Chocolate – Dip the cookies into dark or white chocolate for extra decadence.

Storage
These cookies keep well in an air-tight container for up to a week. They also freeze well for up to 3 months.

Check out
Coconut Cookies
English-style Scones
Simple Lemon Shortbread Cookies
A one bowl simple shortbread with a bright lemon flavor and melt in your mouth texture.
Servings: 30 cookies
Ingredients
- 8 ounces unsalted butter room temperature
- 3 teaspoons lemon zest
- ½ cup granulated sugar
- ½ teaspoon salt
- 1 large egg yolk
- 2 teaspoons lemon juice
- 1½ cups all purpose flour
Instructions
- Place the sugar in a large bowl or in the bowl of an electric stand mixer fitted with the paddle attachment. Add in the lemon zest. Place the butter, sugar, and salt into the bowl and mix on medium speed until the mixture is smooth, about 2 minutes.
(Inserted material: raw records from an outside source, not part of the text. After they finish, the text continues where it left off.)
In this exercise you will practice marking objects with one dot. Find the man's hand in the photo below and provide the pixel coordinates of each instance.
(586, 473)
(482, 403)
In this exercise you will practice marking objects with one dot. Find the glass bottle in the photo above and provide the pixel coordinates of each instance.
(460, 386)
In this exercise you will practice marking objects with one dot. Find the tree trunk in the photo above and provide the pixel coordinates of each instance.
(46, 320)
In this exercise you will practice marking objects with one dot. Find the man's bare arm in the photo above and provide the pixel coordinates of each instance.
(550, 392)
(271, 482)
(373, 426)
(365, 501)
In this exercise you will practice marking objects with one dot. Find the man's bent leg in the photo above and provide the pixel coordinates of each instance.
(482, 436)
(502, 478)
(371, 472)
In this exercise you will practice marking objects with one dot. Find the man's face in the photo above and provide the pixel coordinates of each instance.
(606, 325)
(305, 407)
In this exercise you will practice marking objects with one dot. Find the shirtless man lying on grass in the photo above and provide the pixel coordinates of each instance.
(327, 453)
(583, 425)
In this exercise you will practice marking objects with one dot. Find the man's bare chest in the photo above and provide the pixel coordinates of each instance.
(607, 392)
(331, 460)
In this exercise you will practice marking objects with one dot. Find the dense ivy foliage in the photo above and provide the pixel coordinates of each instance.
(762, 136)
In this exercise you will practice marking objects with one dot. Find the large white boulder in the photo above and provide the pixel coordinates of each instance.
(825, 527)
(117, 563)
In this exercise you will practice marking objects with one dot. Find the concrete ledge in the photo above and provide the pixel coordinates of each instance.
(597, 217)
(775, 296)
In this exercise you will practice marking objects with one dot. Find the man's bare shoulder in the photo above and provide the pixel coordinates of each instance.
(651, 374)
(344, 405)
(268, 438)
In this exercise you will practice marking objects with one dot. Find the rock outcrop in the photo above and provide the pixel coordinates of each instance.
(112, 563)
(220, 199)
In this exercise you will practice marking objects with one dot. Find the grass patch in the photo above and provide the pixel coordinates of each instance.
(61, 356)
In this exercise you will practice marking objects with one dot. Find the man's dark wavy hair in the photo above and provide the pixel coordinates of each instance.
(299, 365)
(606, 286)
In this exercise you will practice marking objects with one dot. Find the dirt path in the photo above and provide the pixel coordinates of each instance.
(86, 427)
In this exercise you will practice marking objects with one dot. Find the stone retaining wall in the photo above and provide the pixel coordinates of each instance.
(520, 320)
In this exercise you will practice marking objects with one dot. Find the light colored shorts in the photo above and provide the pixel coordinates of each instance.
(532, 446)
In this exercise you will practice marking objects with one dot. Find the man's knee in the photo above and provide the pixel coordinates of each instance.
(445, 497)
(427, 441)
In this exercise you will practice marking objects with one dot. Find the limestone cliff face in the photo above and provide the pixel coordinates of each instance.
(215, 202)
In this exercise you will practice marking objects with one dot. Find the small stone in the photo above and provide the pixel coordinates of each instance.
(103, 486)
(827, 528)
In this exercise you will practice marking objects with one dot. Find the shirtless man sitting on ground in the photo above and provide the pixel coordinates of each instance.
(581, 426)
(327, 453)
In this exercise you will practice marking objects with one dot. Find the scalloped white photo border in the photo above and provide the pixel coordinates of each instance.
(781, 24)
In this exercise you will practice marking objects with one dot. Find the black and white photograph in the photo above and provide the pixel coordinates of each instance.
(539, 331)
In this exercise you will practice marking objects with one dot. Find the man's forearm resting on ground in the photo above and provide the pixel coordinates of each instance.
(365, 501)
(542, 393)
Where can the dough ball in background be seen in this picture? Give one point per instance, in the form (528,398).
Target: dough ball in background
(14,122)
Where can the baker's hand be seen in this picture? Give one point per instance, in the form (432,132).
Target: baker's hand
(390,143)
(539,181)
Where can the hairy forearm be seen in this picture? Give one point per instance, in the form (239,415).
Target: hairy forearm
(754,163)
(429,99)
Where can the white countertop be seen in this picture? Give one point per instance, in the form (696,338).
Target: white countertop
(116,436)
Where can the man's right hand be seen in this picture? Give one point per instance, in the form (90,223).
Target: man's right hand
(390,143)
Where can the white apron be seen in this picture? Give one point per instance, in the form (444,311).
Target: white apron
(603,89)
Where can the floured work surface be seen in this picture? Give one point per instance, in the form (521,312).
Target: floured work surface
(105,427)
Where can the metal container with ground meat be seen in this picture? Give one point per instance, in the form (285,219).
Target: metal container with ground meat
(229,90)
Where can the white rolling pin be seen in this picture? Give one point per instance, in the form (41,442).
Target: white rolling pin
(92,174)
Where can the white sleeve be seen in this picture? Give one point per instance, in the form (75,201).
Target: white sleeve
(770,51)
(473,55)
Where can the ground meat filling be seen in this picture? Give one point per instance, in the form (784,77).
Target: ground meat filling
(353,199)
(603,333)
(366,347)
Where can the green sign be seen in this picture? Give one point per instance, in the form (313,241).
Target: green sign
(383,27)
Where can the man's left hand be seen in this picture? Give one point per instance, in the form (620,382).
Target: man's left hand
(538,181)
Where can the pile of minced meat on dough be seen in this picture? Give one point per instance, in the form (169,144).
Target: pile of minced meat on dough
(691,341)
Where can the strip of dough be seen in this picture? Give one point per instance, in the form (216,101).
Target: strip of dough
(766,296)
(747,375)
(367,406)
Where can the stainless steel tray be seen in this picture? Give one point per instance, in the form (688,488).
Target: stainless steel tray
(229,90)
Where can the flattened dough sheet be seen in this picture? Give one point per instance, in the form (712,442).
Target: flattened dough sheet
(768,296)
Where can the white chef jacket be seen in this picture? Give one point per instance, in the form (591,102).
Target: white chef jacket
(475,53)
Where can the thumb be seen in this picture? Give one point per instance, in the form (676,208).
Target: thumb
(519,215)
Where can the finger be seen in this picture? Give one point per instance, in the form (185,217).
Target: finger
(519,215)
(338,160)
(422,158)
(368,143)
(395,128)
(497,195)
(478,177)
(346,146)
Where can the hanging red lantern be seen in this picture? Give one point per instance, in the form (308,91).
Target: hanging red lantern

- Stop the mixer, scrape down the sides of the bowl, then add the egg yolk and lemon juice. Mix on medium speed until the ingredients are just incorporated.
- Add all the flour into the bowl and mix on low speed until it is just mixed in. The dough will be crumbly. Increase the speed to medium and mix until the crumbs come together to form a dough.
- Turn the dough out onto a lightly floured surface or a piece of parchment paper. Use your hands to shape the dough into a disk and lightly flour the top of the dough to keep the rolling pin from sticking.
- Roll the dough out until it is ¼ inch thick. Use a 2-2 ¼ inch round cookie cutter to cut out the cookies. Place the cookies on a parchment lined baking sheet or board. Prick each cookie in the center with a fork. This will allow steam to release.
- Chill the cookies on the baking sheet in the refrigerator for at least 20 minutes. Chilling the dough helps the cookies retain their shape when baking. Preheat the oven to 300°F.
- Place the cookies 1 ½ inches apart on a room temperature parchment lined baking sheet. Bake for 22-24 minutes or until the bottom of the cookies are lightly browned.
- Take the cookies out of the oven and allow them to cool for about 5 minutes before transferring them to a wire rack to completely cool.
Notes
These cookies can be stored in an airtight container for up to a week. You can also freeze them in an airtight container or storage bag for up to 3 months. Either eat them directly from the freezer or place on the counter to thaw.